New Delhi, March 2: On World Birth Defects Day, the World Health Organization (WHO) has sought to raise awareness about all kinds of birth defects and has intensified measures for prevention.
WHO and its Member States in the South-East Asia Region and globally have raised their collective voice to spread awareness and improve access to quality care and treatment.
For the unversed, WHO defines birth defects as structural or functional anomalies that occur during intrauterine life.
They can be detected during pregnancy, at delivery, and sometimes only afterwards. Birth defects are one of the leading causes of newborn and childhood fatalities, chronic illness, and disability. They can be caused by one or more genetic, infectious, nutritional, or environmental factors.
Every year, an estimated 303,000 newborns die due to birth defects across the world. Birth defects cause long-term disability, which has far-reaching consequences for people, families, healthcare systems, and communities.
In a bid to mark the awareness of this day, the WHO Regional Director for South-East Asia, Dr Poonam Khetrapal Singh also gave a long and informative statement that highlighted many important issues.

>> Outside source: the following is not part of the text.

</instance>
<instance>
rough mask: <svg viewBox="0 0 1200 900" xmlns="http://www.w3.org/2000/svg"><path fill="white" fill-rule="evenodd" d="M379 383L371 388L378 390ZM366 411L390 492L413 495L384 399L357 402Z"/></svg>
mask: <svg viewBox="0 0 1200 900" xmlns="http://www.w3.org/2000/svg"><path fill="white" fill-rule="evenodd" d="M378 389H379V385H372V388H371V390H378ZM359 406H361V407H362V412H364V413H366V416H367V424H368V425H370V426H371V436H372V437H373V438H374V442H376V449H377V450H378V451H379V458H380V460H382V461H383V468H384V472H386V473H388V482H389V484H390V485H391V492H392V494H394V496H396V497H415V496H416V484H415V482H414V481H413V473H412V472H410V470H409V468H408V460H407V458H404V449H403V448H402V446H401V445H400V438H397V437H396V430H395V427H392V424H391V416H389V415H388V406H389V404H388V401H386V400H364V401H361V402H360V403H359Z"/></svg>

In her speech, she stated that birth defects caused more than 530,000 deaths worldwide in 2019, with more than 117,000 deaths in the Region accounting for around 22% of the global total. They were the third leading cause of child death in the Region, and the fourth leading cause of neonatal death, accounting for 12% of all newborn deaths.
Birth defects can cause long-term morbidity and disability, putting a strain on the health system as well as societal and family resources in low- and middle-income economies.
"WHO will continue to increase birth defect prevention, surveillance, care, and research in all countries of the Region, advancing the World Birth Defects Day (WBDD) movement," she continued.
Dr Poonam concluded her speech by saying, "Our WBDD movement must continue to build. Birth defects are common, costly, and critical. Across the Region, they account for an increasingly large proportion of under-five mortality as other causes continue to decline. Together, we must continue to integrate interventions to increase birth defect prevention, surveillance, care and research across programme areas, accelerating progress towards our Flagship Priorities and "Sustain. Accelerate. Innovate" vision."
"On World Birth Defects Day, WHO reaffirms its commitment to ensuring every woman and child can survive and thrive, and transform our Region and world," she added.
WHO's South-East Asia Region consists of 11 Member states which are Bangladesh, Bhutan, Democratic People's Republic of Korea, India, Indonesia, Maldives, Myanmar, Nepal, Sri Lanka, Thailand and Timor-Leste.